Fifteen Eighty Four

Academic perspectives from Cambridge University Press


Will the Corona pandemic be the societal disruptor we’ve been waiting for?

Björn-Ola Linnér

The Corona pandemic and the ensuing recovery packages seem poised to bring about disruptions that will define world politics over the coming decades. Ultimately, the disruptions may trigger transformations of the world’s societies as we know them – for better, for worse.

A societal disruptor is an occurrence that interrupts a system or a process from continuing as normal or as expected, for example a new technology, a political event, an environmental disaster, or a virus. In times of societal crises, structures and routines are called into question. A disruption, meaning to break apart, can uproot and fundamentally change how me make sense of our world, learn, behave, and interact.

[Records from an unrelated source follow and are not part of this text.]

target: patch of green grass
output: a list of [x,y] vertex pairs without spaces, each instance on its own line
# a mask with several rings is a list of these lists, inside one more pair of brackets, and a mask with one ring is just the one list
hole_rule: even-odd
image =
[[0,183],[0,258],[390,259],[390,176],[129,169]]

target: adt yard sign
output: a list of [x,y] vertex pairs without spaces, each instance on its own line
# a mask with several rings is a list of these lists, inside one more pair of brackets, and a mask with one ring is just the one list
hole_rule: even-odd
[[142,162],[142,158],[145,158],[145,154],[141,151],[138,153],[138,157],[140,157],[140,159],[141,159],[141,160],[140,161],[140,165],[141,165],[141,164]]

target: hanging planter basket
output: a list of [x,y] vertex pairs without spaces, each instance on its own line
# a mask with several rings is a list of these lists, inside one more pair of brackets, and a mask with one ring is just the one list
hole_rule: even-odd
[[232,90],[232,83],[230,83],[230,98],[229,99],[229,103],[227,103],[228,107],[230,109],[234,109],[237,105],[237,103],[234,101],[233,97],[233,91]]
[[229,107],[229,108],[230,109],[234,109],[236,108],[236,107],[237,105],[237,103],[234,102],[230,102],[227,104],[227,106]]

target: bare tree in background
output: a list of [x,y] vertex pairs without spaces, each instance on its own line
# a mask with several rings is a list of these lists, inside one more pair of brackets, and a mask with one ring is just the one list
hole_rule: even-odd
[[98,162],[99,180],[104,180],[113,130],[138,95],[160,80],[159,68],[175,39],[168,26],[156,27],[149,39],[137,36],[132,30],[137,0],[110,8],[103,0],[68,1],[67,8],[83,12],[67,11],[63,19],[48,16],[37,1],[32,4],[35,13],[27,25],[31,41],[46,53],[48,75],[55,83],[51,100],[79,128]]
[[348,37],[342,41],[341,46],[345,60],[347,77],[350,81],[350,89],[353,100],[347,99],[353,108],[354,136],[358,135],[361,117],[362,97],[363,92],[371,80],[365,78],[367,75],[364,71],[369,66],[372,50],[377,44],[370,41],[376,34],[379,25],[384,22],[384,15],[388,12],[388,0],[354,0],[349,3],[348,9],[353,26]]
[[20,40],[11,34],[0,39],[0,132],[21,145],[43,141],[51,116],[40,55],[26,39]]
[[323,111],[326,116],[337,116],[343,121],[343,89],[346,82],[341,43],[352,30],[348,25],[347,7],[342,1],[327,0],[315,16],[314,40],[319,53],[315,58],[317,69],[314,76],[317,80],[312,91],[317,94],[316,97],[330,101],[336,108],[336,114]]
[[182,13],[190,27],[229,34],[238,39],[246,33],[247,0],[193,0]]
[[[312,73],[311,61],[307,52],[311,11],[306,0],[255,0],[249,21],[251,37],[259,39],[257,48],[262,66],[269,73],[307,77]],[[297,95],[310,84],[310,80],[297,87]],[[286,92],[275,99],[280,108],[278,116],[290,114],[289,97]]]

The pandemic may force up to 60 million people into poverty, double the amount of humans in severe hunger and lead to more than 300 million lost jobs, according to UN bodies. The United Nations Development Programme foresees that human development globally could decline for the first time since the concept was launched in 1990. Multilateral cooperation is challenged, and based on the carbon track-record of previous economic recovery packages, the prospects for the Paris Agreement look grim.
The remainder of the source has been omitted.